Friday, November 18, 2005

A Digression on Gaming

I know I rarely discuss things outside politics, but I was struck by this comment by Roger Ebert in his "Answer Man" column, and felt like bringing it up.

Q. I've been a gamer since I was very young, and I haven't been satisfied with most of the movies based on video games, with the exception of the first 'Mortal Kombat' and 'Final Fantasy: The Spirits Within.' These were successful as films because they did not try to be a tribute to the game, but films in their own right.

I have not seen 'Doom,' but don't plan to, nor do I think that it's fair to say that it pleases all gamers. Some of us appreciate film, too. That said, I was surprised at your denial of video games as a worthwhile use of your time. Are you implying that books and film are better mediums, or just better uses of your time?

Films and books have their scabs, as do games, but there are beautiful examples of video games out there -- see 'Shadow of the Colossus,' 'Rez' or the forthcoming 'PeaceMaker.'

A. I believe books and films are better mediums, and better uses of my time. But how can I say that when I admit I am unfamiliar with video games? Because I have recently seen classic films by Fassbinder, Ozu, Herzog, Scorsese and Kurosawa, and have recently read novels by Dickens, Cormac McCarthy, Bellow, Nabokov and Hugo, and if there were video games in the same league, someone somewhere who was familiar with the best work in all three mediums would have made a convincing argument in their defense.
This comment honestly surprised me. That it has been said by a film critic, for one, as their medium had been dismissed as unserious and unimportant for decades before it gained what recognition it has... and some people still dismiss it compared to other artforms. It was even more suprising coming from Roger Ebert, considering his love of animation, which is another artform that has been generally dismissed as unimportant trifles for children.

That it's a clear logical fallacy also surprised me. This sort of basic argument from authority (if it were important, somebody in authority would have told me) is beneath Roger. The simple possibility that the argument in games' defense doesn't exist because nobody Roger knows has made it yet does not mean that it has not been made, and cannot be made, and that it were somehow incorrect in both cases. If you extended this logic to its conclusion, there could be no new art forms, because everybody would be referring to a lack of an authoritative argument, including the authorities that could make it!.

If he had said "I don't have the time to check", that would be lazy, but true. Trying to make a blanket statement based on this sort of reasoning smacks of intentional know-nothingism, however, and is truly disappointing. It's especially disappointing because the games cited actually are excellent examples of what the medium can do: Rez is an work of narrative ambiguity, symbolism, and synaesthesia that has the additional benefit of being a lot of fun to play, and Shadow of the Collossus is one of the most subtle, minimalist, yet effective examinations of moral ambiguity, power and futility, responsibility, and even (to a certain extent) viewer intersubjectivity I've ever experienced. It's also visually arresting; the game takes its name from the enormous (hundreds of feet tall) stone creatures that the main character is tracking down and destroying, and the sense of scale takes ones breath away.

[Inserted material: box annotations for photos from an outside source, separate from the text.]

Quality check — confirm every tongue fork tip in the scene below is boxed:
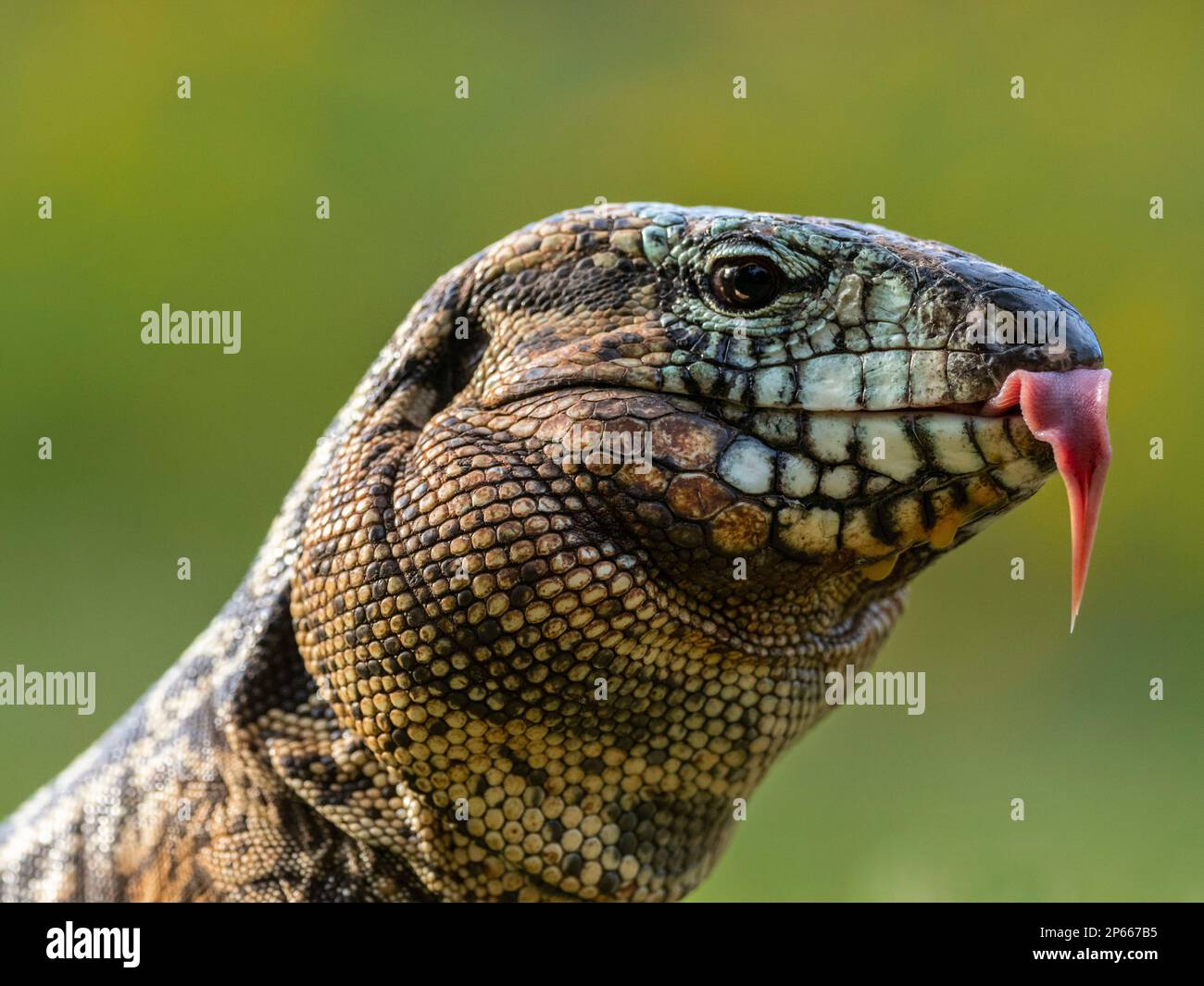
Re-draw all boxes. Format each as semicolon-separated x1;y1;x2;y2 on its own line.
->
987;369;1111;633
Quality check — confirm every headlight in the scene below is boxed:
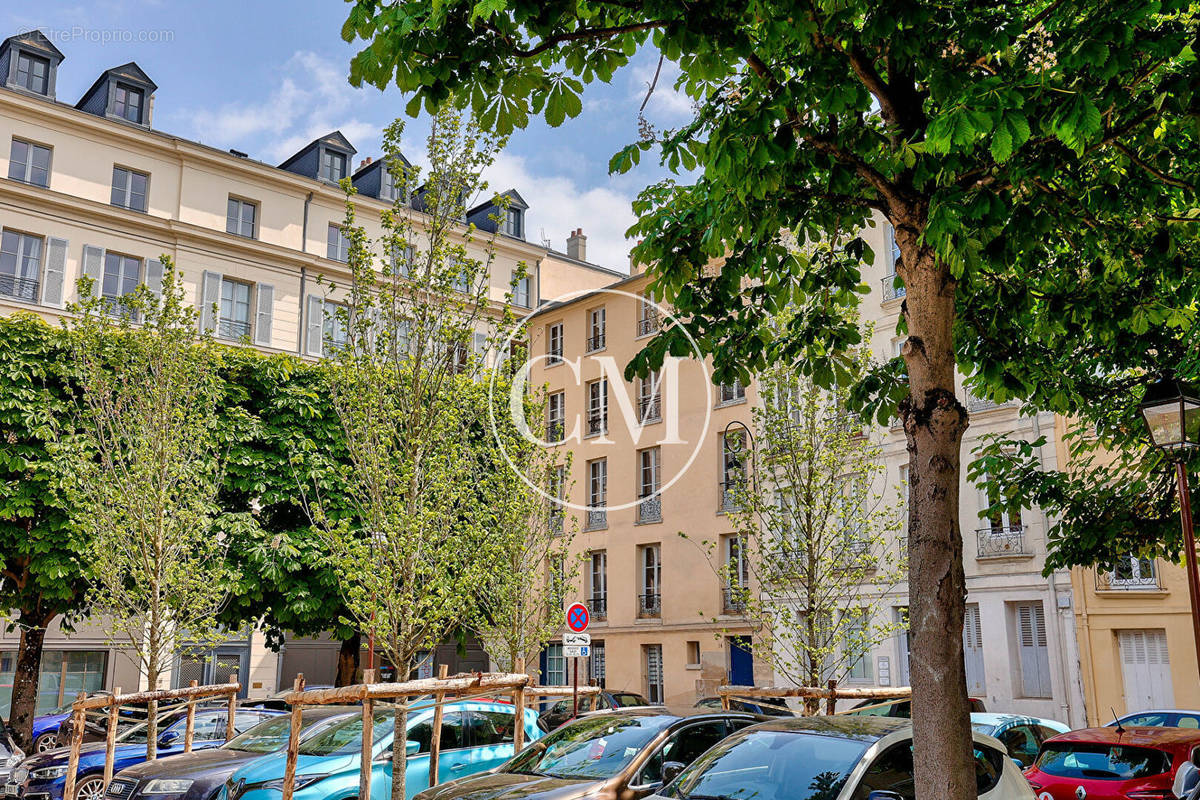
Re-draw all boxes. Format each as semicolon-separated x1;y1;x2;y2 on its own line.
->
142;780;192;794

(I'd say more, but don't want to spoil anything. I will say that the ending of that game features some of the most tragically brilliant moments in narrative fiction, and yes, I'm serious.)

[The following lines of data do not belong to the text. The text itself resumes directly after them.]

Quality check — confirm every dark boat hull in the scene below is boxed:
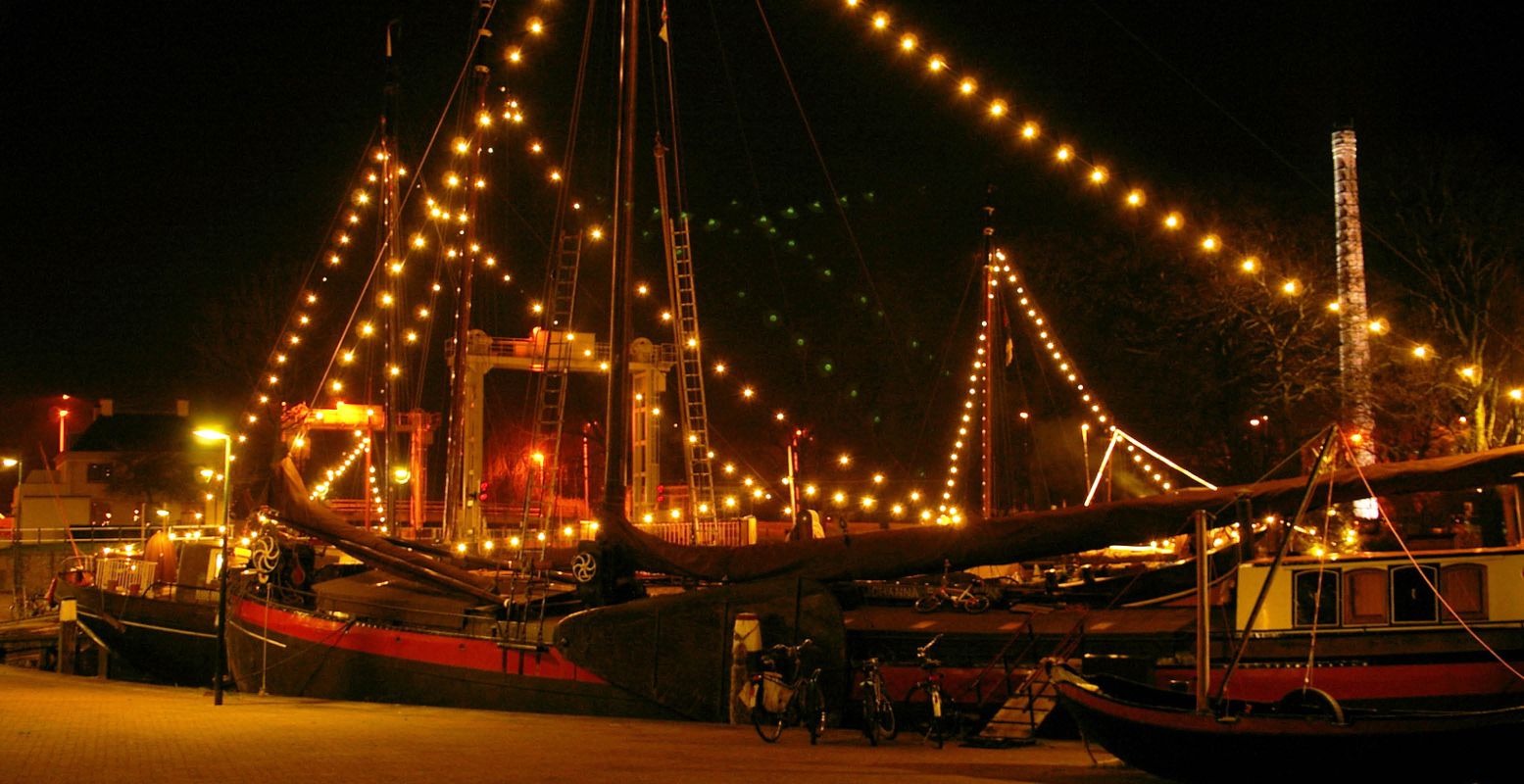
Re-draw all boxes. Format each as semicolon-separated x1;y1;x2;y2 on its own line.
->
55;579;217;686
227;597;678;718
1055;669;1524;782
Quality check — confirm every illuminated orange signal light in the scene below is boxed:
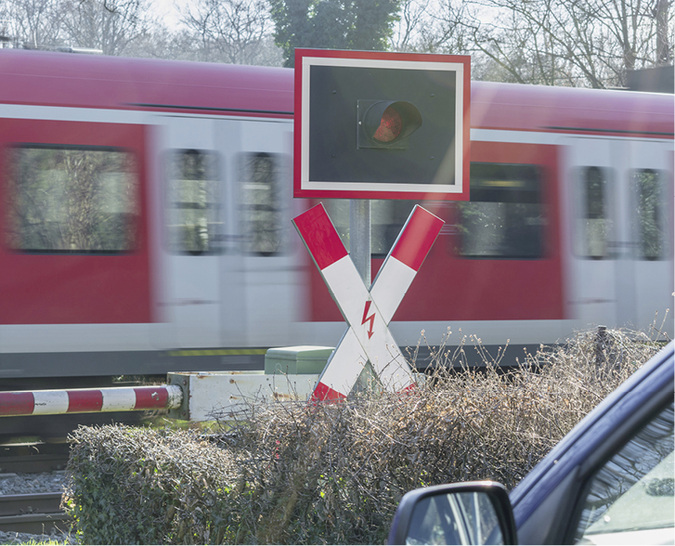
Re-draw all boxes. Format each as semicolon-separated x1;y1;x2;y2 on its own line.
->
357;100;422;149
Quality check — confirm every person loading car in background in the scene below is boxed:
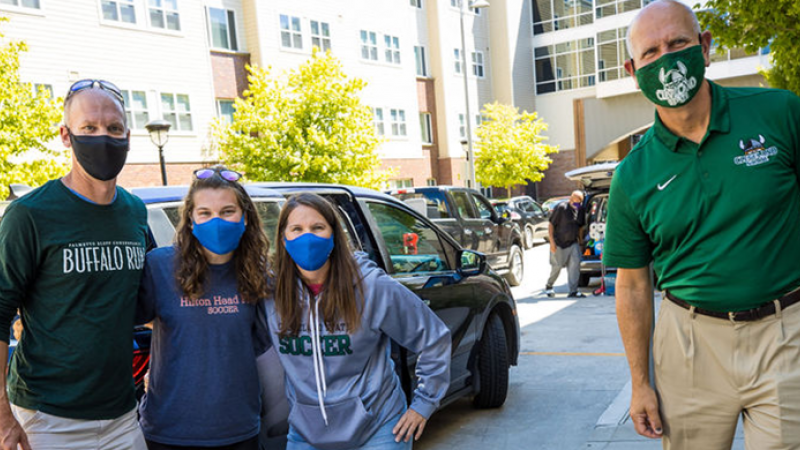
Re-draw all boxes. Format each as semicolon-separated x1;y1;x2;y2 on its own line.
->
545;191;586;298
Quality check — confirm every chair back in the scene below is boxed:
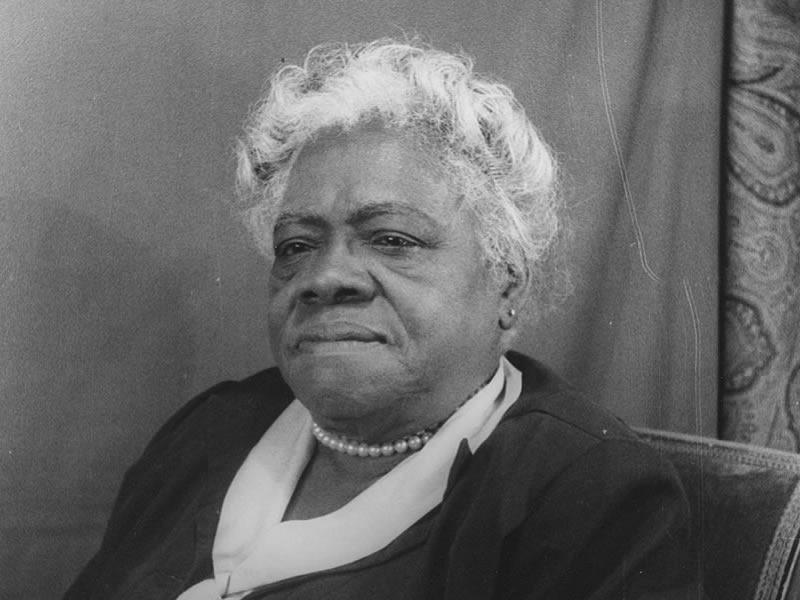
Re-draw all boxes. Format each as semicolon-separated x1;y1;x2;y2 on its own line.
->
636;428;800;600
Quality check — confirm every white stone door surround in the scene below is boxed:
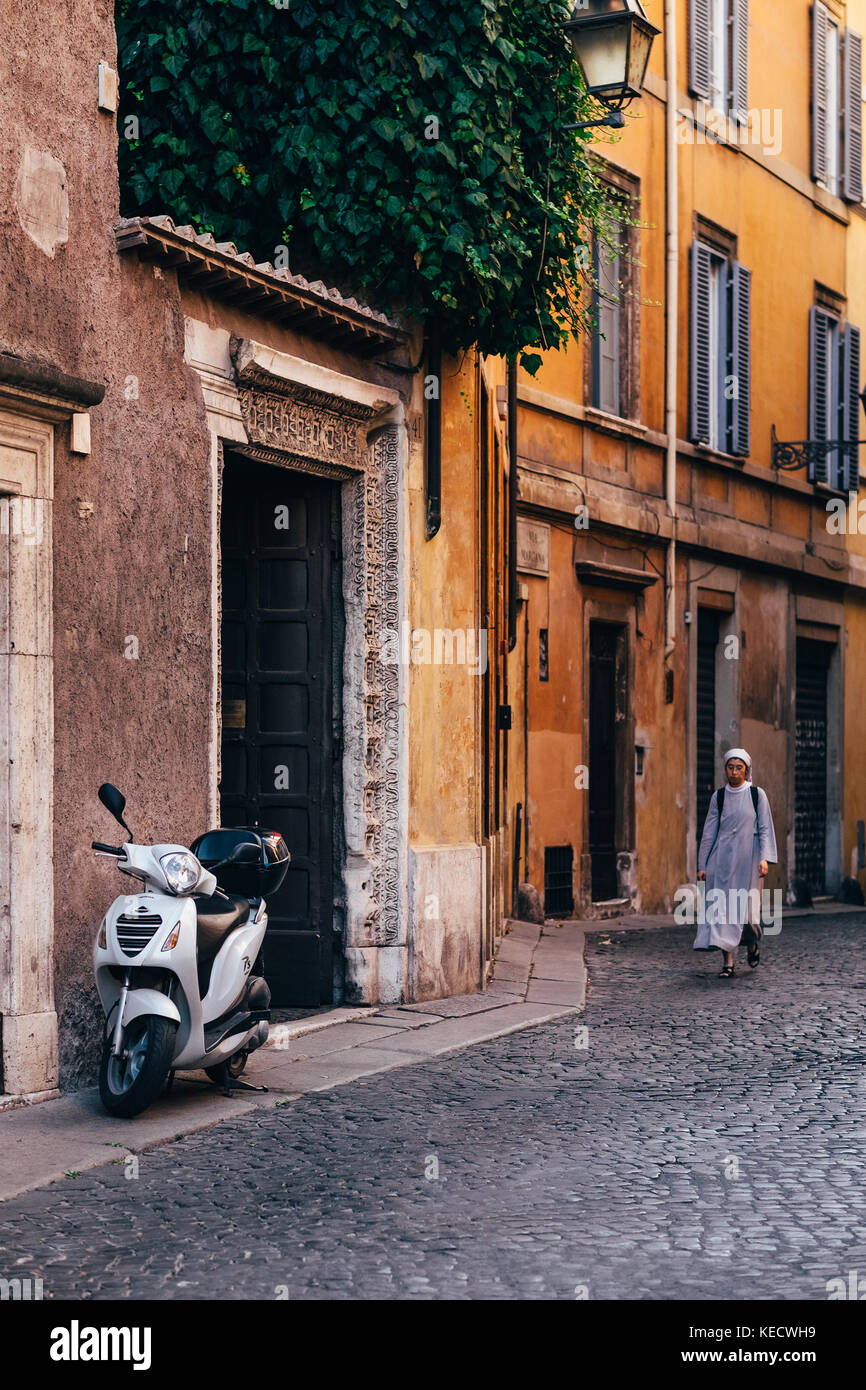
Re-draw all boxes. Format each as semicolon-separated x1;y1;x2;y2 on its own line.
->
185;318;409;1002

David Cage's Fahrenheit is a great example of the possibilities of gaming as well, although being self-consciously cinematic in presentation. Ebert brought up Kurosawa? I'd argue that it out-Rashomons Rashomon.

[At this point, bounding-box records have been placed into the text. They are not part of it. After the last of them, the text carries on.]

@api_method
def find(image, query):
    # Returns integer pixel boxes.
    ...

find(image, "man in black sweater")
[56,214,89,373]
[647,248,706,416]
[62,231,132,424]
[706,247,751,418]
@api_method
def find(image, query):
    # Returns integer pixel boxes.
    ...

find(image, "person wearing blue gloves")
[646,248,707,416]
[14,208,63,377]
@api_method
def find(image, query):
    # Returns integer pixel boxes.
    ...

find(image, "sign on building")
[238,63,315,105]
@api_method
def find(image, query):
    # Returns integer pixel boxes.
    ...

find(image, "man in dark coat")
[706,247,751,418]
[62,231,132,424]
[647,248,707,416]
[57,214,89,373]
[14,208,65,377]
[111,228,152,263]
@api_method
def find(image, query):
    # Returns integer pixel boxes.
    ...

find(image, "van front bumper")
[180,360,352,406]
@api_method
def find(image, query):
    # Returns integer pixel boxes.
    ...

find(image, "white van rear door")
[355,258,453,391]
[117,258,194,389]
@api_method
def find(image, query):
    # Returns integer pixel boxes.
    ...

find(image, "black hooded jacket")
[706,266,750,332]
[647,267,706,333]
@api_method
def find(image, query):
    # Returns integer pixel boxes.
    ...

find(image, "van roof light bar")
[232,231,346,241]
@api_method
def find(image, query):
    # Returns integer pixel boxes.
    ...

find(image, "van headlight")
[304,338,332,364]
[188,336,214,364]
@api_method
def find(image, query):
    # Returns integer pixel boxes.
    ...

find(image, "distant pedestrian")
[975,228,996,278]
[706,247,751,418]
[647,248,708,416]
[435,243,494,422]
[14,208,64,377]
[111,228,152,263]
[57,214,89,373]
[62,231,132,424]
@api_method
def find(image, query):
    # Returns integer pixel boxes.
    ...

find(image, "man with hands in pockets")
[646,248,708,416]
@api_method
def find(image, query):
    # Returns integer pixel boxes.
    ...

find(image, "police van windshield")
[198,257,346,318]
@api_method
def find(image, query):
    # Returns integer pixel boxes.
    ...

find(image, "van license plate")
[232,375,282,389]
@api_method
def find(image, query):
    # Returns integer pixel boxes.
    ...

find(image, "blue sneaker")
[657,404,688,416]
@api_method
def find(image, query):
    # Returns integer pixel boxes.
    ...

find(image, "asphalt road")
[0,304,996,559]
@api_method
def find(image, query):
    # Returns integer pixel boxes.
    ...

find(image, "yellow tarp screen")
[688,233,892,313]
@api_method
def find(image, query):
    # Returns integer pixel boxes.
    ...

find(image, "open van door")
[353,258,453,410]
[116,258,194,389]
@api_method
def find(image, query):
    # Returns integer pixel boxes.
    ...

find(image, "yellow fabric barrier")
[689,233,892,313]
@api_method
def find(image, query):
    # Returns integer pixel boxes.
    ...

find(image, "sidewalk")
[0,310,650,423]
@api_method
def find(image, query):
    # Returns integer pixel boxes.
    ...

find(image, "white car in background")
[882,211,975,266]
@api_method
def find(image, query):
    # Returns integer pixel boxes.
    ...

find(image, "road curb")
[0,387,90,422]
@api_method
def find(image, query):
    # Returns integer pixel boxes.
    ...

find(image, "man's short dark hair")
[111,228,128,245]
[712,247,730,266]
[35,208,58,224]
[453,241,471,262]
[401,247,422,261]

The two playable characters in the game (to simplify it tremendously) are a possibly insane (or possibly innocent) fugitive who has unwittingly committed a murder and the police officer trying to catch him. Often the decisions made by the one affects the other, and having to play both sides forces players to balance their sympathies between fundamental antagonists in a way that is difficult in to replicate in any other medium, due to the greater involvement gamers have with the protagonists. In Rashomon viewers are forced to choose who to believe; in Fahrenheit viewers are forced to try to reconcile themselves with being both. I am an enormous fan of Kurosawa, but I think Cage has done something important too.

And these are just games that are popular right this second (except for Rez). There are a ton of other examples. It's a pity that Roger is so unwilling to try new things, because I feel that with this past generation, gaming really came into its own. At the very least, the best games are better than 99% of what one sees at the theatre nowadays. If Roger could give 3-1/2 stars to Anaconda, I think he might just find some value in Shadow of the Colossus.